Title: Mechanical Engineer, Hazen and Sawyer
Educational Experience: Bachelor’s degree in mechanical engineering, Northeastern University
Professional Credentials/Accreditations: Professional engineer (P.E.) in New York
What does your day-to-day job entail?
I’m an HVAC/plumbing engineer at Hazen and Sawyer, which specializes in mostly wastewater and drinking water facilities. I work on taking projects from detailed design to construction. My day-to-day job typically includes performing HVAC calculations, designing HVAC and plumbing systems in Revit, coordinating with other disciplines, and responding to submittals during the construction phase.
What caused you to/when did you fall in love with engineering?
I started as a health science major in college and immediately didn’t love it. I was more of an analytical person and was drawn to math and physics. My big sister is a mechanical engineer and was definitely a big influence on my decision to switch into mechanical engineering my sophomore year. Once introduced to it, I fell in love with engineering right away.
What has been the most rewarding/proudest aspect of your engineering career?
Definitely receiving my P.E. license. It felt like the last thing I needed to validate my career as an engineer, and I’m incredibly proud of that. Another proud moment is when I led my first project on my own.
What challenges do women face in this profession? Can you give a personal example? Why aren’t there more women in engineering? How can we increase the number of women in engineering?
Unfortunately, I have experienced the stereotypes of being a woman engineer. When I was younger, I’ve had people literally tell me engineering was for boys. Even in my current professional career, I do see a different perception between female and male engineers. It can be hard to be assertive in a male-dominated industry. There can be a tendency to cast doubt on your own capabilities or experience imposter syndrome when you’re the only woman in a room full of men.
As an industry, there is still a lot of work to do to bridge the gender gap. It’s important to invest in STEM and mentorship programs for young girls and women. It’s also important to see more women in leadership roles.

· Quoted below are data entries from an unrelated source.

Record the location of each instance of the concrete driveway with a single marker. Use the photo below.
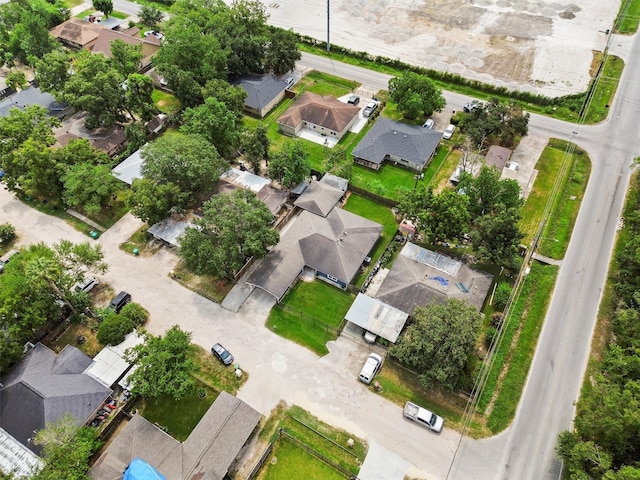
(278, 369)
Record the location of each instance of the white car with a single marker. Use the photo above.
(448, 132)
(370, 368)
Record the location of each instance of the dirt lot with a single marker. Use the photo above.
(541, 46)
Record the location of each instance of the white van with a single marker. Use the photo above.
(370, 368)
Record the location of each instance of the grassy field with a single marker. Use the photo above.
(556, 236)
(310, 314)
(378, 213)
(178, 417)
(562, 113)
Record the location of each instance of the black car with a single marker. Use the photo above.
(222, 353)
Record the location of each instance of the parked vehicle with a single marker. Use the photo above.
(119, 301)
(370, 108)
(423, 417)
(370, 368)
(448, 132)
(86, 285)
(222, 354)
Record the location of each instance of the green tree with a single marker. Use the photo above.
(215, 122)
(290, 165)
(232, 96)
(281, 51)
(52, 71)
(150, 16)
(25, 136)
(114, 328)
(151, 201)
(16, 80)
(255, 146)
(89, 187)
(415, 94)
(233, 228)
(164, 365)
(188, 161)
(7, 233)
(67, 448)
(104, 6)
(439, 342)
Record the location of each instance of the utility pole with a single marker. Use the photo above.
(328, 25)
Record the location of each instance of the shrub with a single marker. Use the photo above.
(501, 297)
(7, 233)
(113, 329)
(136, 313)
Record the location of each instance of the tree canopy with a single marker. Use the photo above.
(233, 227)
(164, 364)
(415, 94)
(493, 119)
(439, 342)
(33, 284)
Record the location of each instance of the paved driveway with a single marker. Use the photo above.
(278, 369)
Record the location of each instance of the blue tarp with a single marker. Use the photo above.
(443, 281)
(138, 469)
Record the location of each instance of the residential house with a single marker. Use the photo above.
(32, 95)
(330, 241)
(43, 387)
(263, 93)
(375, 316)
(321, 114)
(419, 277)
(411, 146)
(209, 453)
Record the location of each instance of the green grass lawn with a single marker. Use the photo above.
(378, 213)
(289, 461)
(525, 319)
(557, 234)
(178, 417)
(315, 312)
(165, 102)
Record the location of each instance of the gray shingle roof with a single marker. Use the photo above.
(409, 142)
(319, 198)
(43, 387)
(261, 89)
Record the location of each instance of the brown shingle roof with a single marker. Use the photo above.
(326, 112)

How many years have you been active in the engineering sector? What’s changed the most in that time? What’s changed the least?
I’ve been working professionally as an engineer for six years. My second internship during college was my first exposure to HVAC, and I would say the biggest difference is the introduction of diversity and inclusion initiatives. It’s encouraging to see the industry moving in this direction.
What drives/motivates you every day?
I enjoy working on interesting projects that have a positive impact on the community and environmental health. I’m also inspired by my colleagues to constantly learn and challenge myself.
What remains on your engineering bucket list — what do you aspire to do that you haven’t accomplished yet?
I would love to be the engineer of record on a project, since I recently obtained my P.E. license. I’d also love to have the opportunity to work on more sustainable projects.
What’s one thing no one knows about you?
I can solve a Rubik’s cube in less than a minute.
List any mentors who’ve helped you succeed and describe precisely how they’ve shaped your success.
I wouldn’t be a mechanical engineer without my big sis, Ashley, doing it first, so I would like to thank her for the push to choose engineering in college. There are many engineering leaders who have been integral in supporting my career, including Paul Knowles, Sam Barrese, and Marc Giordano. They are always willing to answer questions and review design concepts. Also, I’d like to thank Norm Bartley for nominating me.
What advice do you have for prospective female engineers considering entering the field?
My biggest advice is to be confident when speaking your mind and to not be afraid to ask questions or admit when you don’t know something. Surround yourself with people who encourage you, whether it be mentors or colleagues with various levels of experience. It’s always good to have people in your corner.